Un patrimonio diffuso, una governance frammentata

La fotografia che emerge dagli incontri è quella di un settore organizzato su più livelli, non sempre coordinati tra loro. Il Centro Nazionale per la Conservazione, erede delle competenze dell’ex Istituto per la Protezione dei Monumenti della Jugoslavia, ha in carico la supervisione di oltre mille edifici storici, dai siti archeologici alle moschee, dagli hammam alle chiese. A questo si affianca l’Istituto Nazionale per la Protezione del Patrimonio Culturale, che svolge funzioni di coordinamento, controllo e ispezione su delega del governo, mentre le risorse economiche (circa due milioni di euro l’anno) sono gestite dal Ministero del Turismo e della Protezione del Patrimonio Culturale. Una struttura a più voci che, secondo quanto emerso nel corso dell’incontro, fatica a tradursi in una strategia unitaria di intervento, complicata ulteriormente dal fatto che molti immobili di rilievo storico restano sotto la competenza diretta del Ministero della Cultura, sottraendoli di fatto alla capacità decisionale dei singoli comuni.

Il Ministero della Cultura e l'ipotesi di un protocollo bilaterale

Nell’incontro con il Ministero, in cui, tra gli altri, erano presenti la direttrice del Museo Archeologico di Skopje Magdalena Manaskova e i rappresentanti del Centro Nazionale per la Conservazione e dell’Istituto Nazionale per la Protezione del Patrimonio Culturale, ENGLOBE ha presentato il proprio modello organizzativo di consorzio, orientato alla progettazione integrata: un assetto che consente di seguire un intervento dal restauro architettonico alla pianificazione urbana, riducendo il numero di interlocutori e, con essi, i rischi di dispersione di tempi e costi tipici degli appalti frammentati. Su questo impianto si è inserita la proposta delle “Roads” turistico-culturali, presentata non come progetto a sé ma come metodo: un approccio capace di mettere in relazione pianificazione urbana, restauro e allestimento museale all’interno di percorsi di valorizzazione territoriale.

Da parte macedone è arrivata una richiesta precisa: costruire un quadro di collaborazione formalizzato, sul modello del protocollo già siglato con l’agenzia governativa turca TIKA. L’ipotesi sul tavolo è la sottoscrizione di un Protocollo di Collaborazione Bilaterale tra ENGLOBE e il Ministero, eventualmente sotto il patrocinio dell’Ambasciata d’Italia, che definisca da un lato le competenze messe a disposizione dal consorzio italiano e dall’altro le priorità di intervento del governo macedone.

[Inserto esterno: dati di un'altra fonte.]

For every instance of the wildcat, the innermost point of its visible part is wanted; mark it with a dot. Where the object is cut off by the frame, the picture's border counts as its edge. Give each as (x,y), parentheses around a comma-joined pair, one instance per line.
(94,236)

Skopje 2028: un'amministrazione comunale in ritardo sui tempi

Il confronto con il Segretario Generale della Città di Skopje, Slavche Trpevski, e con Paulina Ribarska ha restituito un quadro più critico. L’amministrazione comunale ha riconosciuto un ritardo significativo nello sviluppo progettuale e nell’impiego delle risorse disponibili, affrontato solo nei mesi più recenti. Il nodo principale resta quello già emerso nel confronto ministeriale: la competenza diretta del Ministero della Cultura su gran parte degli edifici storici limita il margine di azione autonoma della città.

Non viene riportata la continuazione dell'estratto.